Liu and Cassidy-Bushrow said that critical knowledge about how naturally and chronically accumulated metals interact with the liver genome and together to confer risks for NAFLD is lacking. Their preliminary studies in human liver tissues have successfully demonstrated that multiple metals are indeed correlated with NAFLD.

"By leveraging our previously collected data, we have begun to identify numerous metal-response genes, expression quantitative traits loci and allele-specific expression loci, which are further enriched to NAFLD and its related pathways," said Cassidy-Bushrow. "We aim to expand our study to a large-scale, highly detailed and integrated analysis to thoroughly understand the role of GXM interactions in NAFLD in humans."

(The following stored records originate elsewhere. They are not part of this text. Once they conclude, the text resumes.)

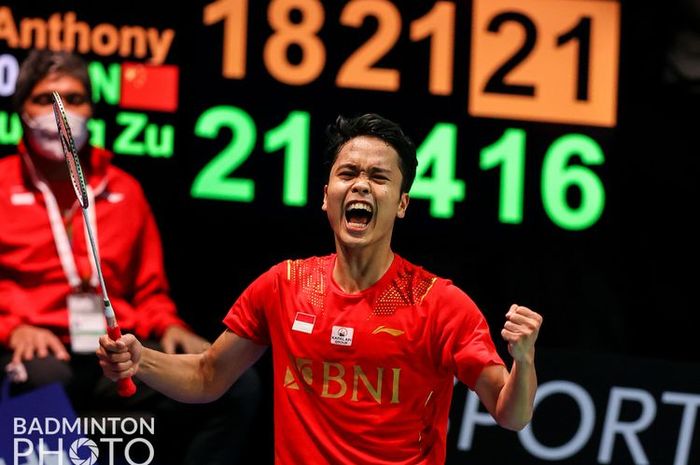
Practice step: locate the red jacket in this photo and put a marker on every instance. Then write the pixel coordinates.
(33, 285)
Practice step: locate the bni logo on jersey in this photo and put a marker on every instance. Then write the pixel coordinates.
(341, 335)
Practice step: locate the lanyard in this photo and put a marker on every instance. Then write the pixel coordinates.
(58, 228)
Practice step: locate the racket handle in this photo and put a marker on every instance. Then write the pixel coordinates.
(125, 386)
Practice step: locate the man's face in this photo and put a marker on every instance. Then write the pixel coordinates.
(363, 196)
(72, 91)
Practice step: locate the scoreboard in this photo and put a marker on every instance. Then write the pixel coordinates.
(555, 167)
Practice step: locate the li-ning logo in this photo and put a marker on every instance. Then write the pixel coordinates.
(391, 331)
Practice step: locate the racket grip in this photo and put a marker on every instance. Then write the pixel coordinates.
(125, 386)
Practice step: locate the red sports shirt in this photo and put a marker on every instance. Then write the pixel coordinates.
(363, 378)
(33, 285)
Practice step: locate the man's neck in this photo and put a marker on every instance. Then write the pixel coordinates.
(49, 169)
(357, 269)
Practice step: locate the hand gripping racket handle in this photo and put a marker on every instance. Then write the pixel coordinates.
(125, 386)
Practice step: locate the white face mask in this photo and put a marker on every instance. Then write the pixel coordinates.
(42, 134)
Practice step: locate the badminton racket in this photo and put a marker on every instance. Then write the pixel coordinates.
(126, 386)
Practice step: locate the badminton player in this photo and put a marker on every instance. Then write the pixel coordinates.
(365, 344)
(50, 307)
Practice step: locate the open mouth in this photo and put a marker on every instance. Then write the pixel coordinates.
(358, 214)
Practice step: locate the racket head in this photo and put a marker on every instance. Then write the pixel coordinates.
(69, 151)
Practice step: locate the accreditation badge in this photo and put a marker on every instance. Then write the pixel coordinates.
(86, 322)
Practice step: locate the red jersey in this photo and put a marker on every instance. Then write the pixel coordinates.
(33, 284)
(363, 378)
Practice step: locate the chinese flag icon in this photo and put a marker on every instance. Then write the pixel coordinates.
(149, 87)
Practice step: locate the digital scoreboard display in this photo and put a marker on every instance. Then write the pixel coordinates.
(554, 168)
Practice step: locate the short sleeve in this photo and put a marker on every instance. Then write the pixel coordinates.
(248, 317)
(463, 340)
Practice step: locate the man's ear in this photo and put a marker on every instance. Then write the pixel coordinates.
(403, 205)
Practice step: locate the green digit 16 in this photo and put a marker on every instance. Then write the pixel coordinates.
(558, 176)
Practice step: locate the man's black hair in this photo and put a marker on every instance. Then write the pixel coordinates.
(373, 125)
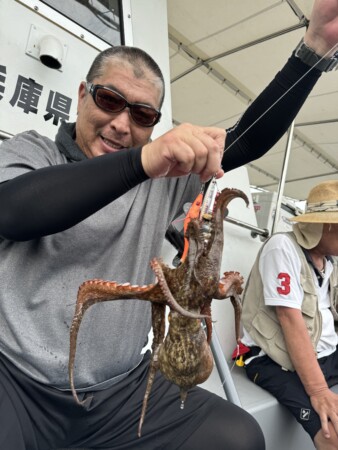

The project also involves Hongmin Ni, M.D., associate professor of pharmacology, toxicology and therapeutics at the University of Kansas Medical Center, as a co-investigator. Ni will supply human liver tissue and isolated liver cells for a cell-specific, in vitro analysis of genome-metal interactions.

The collaborative study will generate important data that has the potential to identify high-risk metals and their essential response genes, ultimately promoting the development of new strategies for NAFLD diagnosis, prevention and treatment, as well as advance research for other related diseases.

The project number for this National Institute of Environmental Health Sciences of the National Institutes of Health grant is ES034410.